A maternal and perinatal death reviews (MPDR) system has been embedded in Mara Region in Tanzania with support from the Mama Ye-E4A programme. This programme worked with the Ministry of Health to establish accountability mechanisms at and council levels in line with the national MPDR guidelines which ensures timely reviews of the implementation progress. The evidence-based National MPDR Guidelines have been replaced by MPDSR guidelines.

Mara was chosen by the Ministry of Health to act as an initial roll-out region for the new MPDSR guidelines in Tanzania.
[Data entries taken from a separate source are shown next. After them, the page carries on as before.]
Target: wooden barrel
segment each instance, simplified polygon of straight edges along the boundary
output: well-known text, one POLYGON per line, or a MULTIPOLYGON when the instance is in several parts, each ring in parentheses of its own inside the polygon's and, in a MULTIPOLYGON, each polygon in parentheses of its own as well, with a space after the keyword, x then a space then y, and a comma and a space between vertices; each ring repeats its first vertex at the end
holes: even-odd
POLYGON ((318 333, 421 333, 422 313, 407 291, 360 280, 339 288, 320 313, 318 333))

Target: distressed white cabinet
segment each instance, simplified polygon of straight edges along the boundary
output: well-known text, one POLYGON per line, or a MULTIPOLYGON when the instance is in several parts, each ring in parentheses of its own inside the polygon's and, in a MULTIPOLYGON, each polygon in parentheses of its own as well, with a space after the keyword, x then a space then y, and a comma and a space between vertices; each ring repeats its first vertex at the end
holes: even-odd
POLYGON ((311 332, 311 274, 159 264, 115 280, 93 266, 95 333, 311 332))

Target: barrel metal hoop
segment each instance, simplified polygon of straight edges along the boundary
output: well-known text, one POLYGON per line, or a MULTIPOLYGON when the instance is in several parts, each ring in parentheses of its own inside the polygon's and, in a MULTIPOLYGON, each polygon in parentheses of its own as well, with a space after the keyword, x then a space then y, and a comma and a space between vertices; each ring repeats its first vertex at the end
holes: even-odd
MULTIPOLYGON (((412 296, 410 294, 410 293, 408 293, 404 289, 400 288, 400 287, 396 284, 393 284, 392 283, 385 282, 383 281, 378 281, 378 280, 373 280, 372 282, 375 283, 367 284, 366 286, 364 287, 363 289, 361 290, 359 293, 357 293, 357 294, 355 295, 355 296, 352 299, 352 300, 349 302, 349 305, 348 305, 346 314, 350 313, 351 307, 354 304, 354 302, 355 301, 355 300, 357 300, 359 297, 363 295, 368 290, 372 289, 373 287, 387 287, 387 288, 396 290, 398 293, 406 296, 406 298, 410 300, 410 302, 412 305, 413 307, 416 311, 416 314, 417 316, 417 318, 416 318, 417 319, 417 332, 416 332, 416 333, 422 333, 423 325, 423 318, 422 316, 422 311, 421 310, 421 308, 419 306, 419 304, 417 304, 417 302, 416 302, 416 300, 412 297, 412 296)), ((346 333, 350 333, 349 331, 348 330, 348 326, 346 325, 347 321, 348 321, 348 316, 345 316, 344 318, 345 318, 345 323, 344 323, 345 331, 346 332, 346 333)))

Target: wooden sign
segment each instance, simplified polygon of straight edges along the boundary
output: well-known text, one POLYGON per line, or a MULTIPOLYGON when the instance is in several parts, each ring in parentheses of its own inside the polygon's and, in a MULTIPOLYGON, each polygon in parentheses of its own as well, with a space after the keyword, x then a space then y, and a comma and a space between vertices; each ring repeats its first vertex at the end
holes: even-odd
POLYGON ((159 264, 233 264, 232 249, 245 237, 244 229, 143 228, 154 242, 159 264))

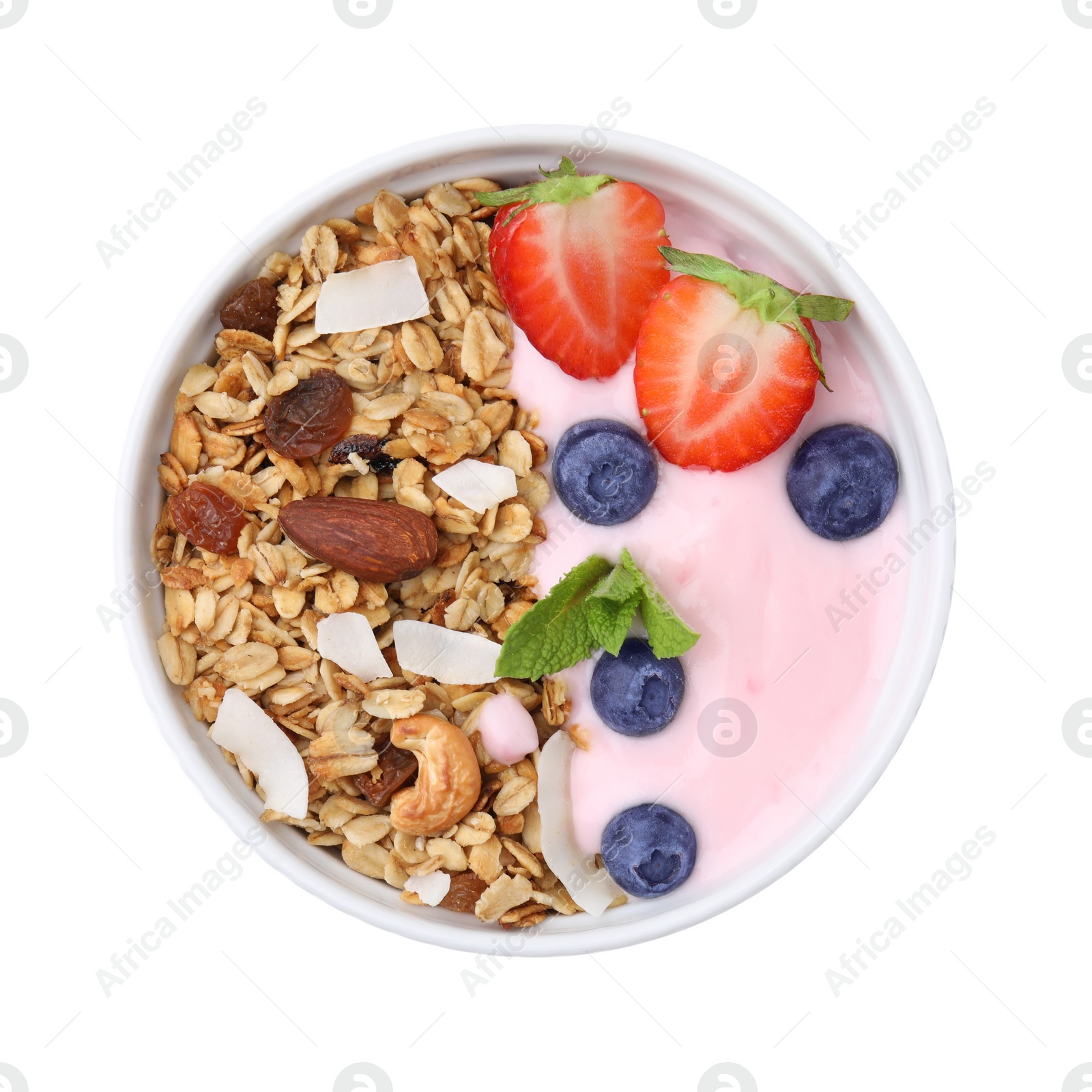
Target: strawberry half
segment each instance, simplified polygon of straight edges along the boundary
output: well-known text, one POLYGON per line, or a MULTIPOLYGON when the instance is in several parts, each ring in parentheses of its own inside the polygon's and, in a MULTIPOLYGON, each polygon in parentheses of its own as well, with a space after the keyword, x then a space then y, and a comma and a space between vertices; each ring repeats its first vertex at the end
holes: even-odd
POLYGON ((577 379, 613 376, 669 275, 660 200, 636 182, 578 175, 568 158, 542 181, 475 197, 500 207, 494 280, 531 344, 577 379))
POLYGON ((649 439, 678 466, 748 466, 796 431, 816 383, 827 385, 811 320, 841 321, 853 301, 797 295, 710 254, 662 253, 684 275, 649 308, 637 342, 649 439))

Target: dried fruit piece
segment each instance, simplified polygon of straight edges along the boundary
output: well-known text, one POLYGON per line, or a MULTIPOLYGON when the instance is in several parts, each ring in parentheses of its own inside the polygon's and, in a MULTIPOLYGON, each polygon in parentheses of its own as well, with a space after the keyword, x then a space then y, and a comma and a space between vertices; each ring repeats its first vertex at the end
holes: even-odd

A subsequent assessment suggests that health care providers and managers have the required skills to implement the national guidelines effectively across all levels of service delivery and administration. This brings optimism that for the first time in the national implementation of maternal and perinatal death audits, progress will be monitored and evaluated to inform subsequent responses in maternal and perinatal survival and well-being for transformative gains across the health sector and beyond.

In embedding a functioning action and response cycle through the MPDSR process, Mama Ye-E4A ensured that decision-makers have been supported to continue to deliver against their responsibilities and commitments such that a functioning action and response cycle is embedded and sustainable in Mara region. The last quarter saw the end of the Mama Ye-E4A programme in Tanzania, but the important progress and championing of the establishment and subsequent roll-out of MPDSR looks set to continue under the remit of the GIZ-supported Tanzania German Health Support Programme.

The MPDSR system has been rolled out by the Ministry of Health to two more regions of Kagera and Lindi. Already, training has been conducted for key personnel in all hospitals in the two regions, regional and council health management team members and to stakeholders’ staffs supporting the two regions in RMNCAH namely Jhpiego and GIZ respectively. MPDSRs are recognised as key accountability and quality of care improvement mechanisms and referred to in the National Health Sector Strategic Plan 2016-2020- an important health sector guiding document beyond RMNCAH to ensure they remain a priority in the years to come. They have also been incorporated in the final drafts of the One Plan II (National RMNCAH Strategy for 2016-2020).

At the national level, the WHO country office has released funds for rolling out MPDSR across all regions in the country using the same platform that was used to roll-out the Sharpened National Accelerated Plan for Reduction of Maternal, Newborn and Child Deaths. Thus, significant activities are expected countrywide with a focus to impact appropriate skills in MPDSR implementation across all regions.

This update was informed by feedback from Moke Magoma, former Evidence Advisor on Mama Ye-E4A Tanzania; a March 2016 policy study conducted by Dr Sarah Clark (University College London), Dr Stephanie Smith (University of New Mexico), and Dr Moritz Hunsmann (French National Centre for Scientific Research); country director reports; and Mama Ye-E4A quarterly reports.